Indians May Have to Wait Over 150 Years For US Green Card : Report
To procure a green card, Indian citizens may have to wait for as long as 151 years even who possess advanced degrees. U.S. Green card or permanent residency card authorizes immigrants to live and work in their county permanently. These calculations are given by the Washington-based think-tank, Cato Institute. The calculations are based on the number of green cards issued in 2017.
As of April 20, 2018, there were 632,219 Indian immigrants and their spouses and minor children waiting for green cards. The categories include EB-1: the candidates with extraordinary ability; EB-2: with advanced degrees; EB-3: the applicants with bachelor’s degree. EB stands for employment based. The shortest wait is for the highest skilled category for EB-1 immigrants with “extraordinary ability”. The extraordinary immigrants from India will be made to wait for just 6 years before they are granted the green card of U.S.
According to the USCIS (United States Citizenship and Immigration Services), there are 34,824 applicants from India who applied under the EB-1 category along with their 48,754 spouse and children. Therefore through EB 1 category there are 83,578 Indians in queue for the green card under EB-1 category. Under EB-3 immigrants category there are 54,892 Indians clubbed with 60,381 spouses and children, taking the total to 1,15,273.

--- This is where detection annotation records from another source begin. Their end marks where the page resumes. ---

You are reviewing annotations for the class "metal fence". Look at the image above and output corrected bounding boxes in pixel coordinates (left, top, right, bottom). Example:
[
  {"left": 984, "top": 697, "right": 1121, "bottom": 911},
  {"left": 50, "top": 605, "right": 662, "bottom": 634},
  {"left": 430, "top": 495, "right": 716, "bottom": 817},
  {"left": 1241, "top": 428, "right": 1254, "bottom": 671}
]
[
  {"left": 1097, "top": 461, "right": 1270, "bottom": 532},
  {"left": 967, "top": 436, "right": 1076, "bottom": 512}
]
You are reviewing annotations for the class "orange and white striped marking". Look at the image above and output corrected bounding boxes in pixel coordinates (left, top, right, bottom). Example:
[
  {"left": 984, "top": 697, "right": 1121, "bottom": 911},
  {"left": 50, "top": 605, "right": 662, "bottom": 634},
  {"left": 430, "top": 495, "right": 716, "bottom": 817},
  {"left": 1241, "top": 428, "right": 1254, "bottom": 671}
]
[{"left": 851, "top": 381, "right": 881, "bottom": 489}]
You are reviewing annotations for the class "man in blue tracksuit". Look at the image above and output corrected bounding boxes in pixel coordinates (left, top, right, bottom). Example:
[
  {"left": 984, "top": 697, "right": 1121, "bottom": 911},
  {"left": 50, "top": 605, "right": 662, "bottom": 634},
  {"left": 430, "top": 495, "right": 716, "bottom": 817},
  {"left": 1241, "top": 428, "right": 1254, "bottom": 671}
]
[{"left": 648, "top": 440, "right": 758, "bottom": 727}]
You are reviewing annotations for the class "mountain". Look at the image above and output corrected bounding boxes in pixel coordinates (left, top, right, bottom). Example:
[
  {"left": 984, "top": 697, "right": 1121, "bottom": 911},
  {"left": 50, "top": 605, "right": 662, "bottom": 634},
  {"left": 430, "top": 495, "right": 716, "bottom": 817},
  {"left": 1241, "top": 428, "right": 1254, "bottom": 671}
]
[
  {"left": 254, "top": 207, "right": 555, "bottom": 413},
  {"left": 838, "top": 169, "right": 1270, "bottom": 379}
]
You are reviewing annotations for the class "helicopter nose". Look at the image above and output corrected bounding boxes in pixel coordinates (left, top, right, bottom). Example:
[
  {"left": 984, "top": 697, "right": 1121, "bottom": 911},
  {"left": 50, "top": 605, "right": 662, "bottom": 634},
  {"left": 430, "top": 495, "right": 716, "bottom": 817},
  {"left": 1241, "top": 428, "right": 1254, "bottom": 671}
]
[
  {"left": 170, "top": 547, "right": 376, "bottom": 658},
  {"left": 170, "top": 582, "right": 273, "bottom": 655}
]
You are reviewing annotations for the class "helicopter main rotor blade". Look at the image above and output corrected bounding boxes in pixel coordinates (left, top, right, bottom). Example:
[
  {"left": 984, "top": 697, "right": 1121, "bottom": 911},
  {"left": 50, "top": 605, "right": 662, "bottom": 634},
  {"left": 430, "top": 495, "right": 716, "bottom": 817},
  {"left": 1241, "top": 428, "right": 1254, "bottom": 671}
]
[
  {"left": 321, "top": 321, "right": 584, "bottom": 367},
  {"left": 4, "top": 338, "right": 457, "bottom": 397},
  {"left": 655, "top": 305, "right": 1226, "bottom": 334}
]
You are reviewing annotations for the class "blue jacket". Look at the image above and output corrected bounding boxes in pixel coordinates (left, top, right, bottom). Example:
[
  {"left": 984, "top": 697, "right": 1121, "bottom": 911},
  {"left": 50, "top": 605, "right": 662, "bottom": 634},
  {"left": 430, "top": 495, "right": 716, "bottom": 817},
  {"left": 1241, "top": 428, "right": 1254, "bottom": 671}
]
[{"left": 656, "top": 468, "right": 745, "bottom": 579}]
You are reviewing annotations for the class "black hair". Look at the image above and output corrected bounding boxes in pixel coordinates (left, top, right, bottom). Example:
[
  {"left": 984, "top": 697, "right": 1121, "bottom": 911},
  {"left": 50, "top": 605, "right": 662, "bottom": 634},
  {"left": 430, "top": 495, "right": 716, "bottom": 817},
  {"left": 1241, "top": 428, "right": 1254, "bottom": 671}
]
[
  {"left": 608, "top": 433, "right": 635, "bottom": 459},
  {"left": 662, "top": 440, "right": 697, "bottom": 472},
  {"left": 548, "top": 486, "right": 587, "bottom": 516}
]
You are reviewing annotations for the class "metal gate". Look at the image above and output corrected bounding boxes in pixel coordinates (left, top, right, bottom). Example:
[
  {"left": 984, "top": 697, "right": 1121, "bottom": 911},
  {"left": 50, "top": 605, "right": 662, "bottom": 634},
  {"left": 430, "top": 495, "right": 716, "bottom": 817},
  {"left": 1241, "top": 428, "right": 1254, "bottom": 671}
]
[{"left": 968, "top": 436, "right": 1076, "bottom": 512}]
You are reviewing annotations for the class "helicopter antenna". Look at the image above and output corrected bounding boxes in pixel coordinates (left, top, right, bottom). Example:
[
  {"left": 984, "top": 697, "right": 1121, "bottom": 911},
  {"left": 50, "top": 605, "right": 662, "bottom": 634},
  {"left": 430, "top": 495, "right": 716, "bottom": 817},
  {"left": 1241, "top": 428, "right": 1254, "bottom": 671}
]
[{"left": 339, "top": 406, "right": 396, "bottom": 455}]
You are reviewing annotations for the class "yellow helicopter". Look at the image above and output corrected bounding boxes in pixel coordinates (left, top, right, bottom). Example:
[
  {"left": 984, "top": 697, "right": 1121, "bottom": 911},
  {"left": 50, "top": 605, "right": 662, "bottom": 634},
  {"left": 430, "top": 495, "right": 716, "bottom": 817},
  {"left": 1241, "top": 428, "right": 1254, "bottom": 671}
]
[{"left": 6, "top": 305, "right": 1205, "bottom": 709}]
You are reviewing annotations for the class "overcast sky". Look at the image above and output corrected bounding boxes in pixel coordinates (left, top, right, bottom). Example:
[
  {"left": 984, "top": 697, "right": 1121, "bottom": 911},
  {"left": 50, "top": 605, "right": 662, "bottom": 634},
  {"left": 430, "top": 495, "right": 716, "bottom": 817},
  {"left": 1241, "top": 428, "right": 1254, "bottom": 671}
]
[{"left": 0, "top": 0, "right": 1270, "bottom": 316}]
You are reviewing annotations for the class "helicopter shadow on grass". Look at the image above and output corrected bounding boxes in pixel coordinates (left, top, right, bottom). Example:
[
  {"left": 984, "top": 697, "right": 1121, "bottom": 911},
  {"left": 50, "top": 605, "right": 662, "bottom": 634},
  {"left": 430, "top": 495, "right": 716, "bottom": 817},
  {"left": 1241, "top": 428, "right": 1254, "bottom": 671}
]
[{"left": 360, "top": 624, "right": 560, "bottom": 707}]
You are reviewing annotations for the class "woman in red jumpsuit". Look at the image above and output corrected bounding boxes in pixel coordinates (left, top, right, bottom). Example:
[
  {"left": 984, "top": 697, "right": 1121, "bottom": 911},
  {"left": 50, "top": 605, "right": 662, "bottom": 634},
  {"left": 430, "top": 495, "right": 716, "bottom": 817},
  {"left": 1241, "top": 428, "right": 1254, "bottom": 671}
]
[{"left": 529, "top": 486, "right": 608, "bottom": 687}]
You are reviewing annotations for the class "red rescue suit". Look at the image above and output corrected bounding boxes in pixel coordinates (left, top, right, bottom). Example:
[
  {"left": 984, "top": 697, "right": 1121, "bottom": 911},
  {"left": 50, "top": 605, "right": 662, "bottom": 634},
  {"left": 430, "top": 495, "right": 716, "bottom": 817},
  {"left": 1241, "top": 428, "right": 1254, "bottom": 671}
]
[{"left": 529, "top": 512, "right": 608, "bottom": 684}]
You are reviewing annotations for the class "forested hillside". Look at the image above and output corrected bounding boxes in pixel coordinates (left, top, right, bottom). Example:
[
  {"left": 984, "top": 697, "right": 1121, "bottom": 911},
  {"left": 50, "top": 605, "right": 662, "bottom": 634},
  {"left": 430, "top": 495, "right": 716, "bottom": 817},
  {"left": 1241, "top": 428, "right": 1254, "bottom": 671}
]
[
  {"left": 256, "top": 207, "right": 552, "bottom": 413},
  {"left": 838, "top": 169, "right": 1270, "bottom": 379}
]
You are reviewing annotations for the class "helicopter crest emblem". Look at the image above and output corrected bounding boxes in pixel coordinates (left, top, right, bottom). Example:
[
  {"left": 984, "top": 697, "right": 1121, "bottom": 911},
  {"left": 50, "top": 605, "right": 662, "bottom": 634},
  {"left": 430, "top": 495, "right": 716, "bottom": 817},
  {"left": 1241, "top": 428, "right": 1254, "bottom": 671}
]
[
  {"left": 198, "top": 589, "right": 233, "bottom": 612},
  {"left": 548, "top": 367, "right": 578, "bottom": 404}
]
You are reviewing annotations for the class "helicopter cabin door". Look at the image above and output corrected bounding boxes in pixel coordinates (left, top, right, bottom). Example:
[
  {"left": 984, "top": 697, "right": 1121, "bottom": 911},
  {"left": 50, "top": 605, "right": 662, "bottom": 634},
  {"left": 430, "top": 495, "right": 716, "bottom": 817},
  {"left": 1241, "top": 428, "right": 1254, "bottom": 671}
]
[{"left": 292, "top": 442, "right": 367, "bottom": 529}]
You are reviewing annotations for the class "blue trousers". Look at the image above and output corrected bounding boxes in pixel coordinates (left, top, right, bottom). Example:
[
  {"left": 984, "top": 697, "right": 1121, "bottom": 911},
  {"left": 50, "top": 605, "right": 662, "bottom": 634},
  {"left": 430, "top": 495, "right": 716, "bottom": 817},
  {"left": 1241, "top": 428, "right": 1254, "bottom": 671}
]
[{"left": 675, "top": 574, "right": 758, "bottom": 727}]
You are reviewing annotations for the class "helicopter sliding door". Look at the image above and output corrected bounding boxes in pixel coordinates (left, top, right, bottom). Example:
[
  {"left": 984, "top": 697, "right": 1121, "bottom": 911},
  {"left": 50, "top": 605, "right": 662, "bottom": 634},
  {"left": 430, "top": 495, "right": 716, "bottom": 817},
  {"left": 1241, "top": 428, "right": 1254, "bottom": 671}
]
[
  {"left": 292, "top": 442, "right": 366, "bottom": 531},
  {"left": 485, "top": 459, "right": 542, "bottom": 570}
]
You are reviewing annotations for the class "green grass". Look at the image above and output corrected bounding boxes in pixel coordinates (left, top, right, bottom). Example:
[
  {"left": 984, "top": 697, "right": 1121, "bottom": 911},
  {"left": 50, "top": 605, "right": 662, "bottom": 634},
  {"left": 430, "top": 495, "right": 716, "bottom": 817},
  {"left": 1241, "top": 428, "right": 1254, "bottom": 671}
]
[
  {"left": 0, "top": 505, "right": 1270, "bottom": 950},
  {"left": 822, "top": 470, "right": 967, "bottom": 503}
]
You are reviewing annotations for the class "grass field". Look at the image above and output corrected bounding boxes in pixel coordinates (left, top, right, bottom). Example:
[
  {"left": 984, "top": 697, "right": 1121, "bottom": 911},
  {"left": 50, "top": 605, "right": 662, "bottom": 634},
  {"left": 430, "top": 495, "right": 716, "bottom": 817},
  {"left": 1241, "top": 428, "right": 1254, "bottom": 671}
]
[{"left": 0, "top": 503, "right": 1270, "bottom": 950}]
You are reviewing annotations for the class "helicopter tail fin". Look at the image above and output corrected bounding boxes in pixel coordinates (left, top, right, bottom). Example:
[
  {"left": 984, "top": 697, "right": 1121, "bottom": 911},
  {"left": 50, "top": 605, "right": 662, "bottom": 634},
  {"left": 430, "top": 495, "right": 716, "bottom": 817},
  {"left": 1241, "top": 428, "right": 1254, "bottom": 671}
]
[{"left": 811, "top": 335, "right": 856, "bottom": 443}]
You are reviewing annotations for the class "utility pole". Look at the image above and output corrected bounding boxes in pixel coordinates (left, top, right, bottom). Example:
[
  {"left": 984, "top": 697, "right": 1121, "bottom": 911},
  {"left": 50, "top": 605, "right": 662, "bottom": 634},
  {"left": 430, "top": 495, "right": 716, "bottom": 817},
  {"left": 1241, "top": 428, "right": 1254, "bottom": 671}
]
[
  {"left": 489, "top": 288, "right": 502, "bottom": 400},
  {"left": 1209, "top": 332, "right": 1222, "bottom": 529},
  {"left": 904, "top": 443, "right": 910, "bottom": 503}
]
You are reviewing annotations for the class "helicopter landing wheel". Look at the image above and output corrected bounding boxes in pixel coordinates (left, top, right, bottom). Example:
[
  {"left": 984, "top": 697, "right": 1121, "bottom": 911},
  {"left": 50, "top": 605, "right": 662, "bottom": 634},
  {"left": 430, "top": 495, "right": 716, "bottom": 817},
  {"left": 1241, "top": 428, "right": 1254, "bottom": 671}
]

The biggest backlog, however, is for EB-2 workers, who have advanced degrees. They will have to wait 151 years for a green card at current rates of visa issuances. Obviously, unless the law changes, they will have died or left by that point,” Cato Institute said. Under EB-2 category, the total applicants, their spouses and children made a total to 4,33,368. The existing laws imposes per-country-limit of 7%. In all 306,400 primary Indian applicants are waiting for their green cards. Clubbed with their spouses and children numbering 325,819.
According to the latest USCIS figures in 2017, only 22,602 Indians were issued the legal permanent residency cards. Of these 13,082 were in the EB-1 category, 2,879 in EB-2 category and 6,641 in Eb-3 category. Cato Institute said the green card allocation is not based on the backlog, so 69% of the backlog is in the EB-2 category, but it received only 13% of the green cards issued in 2017.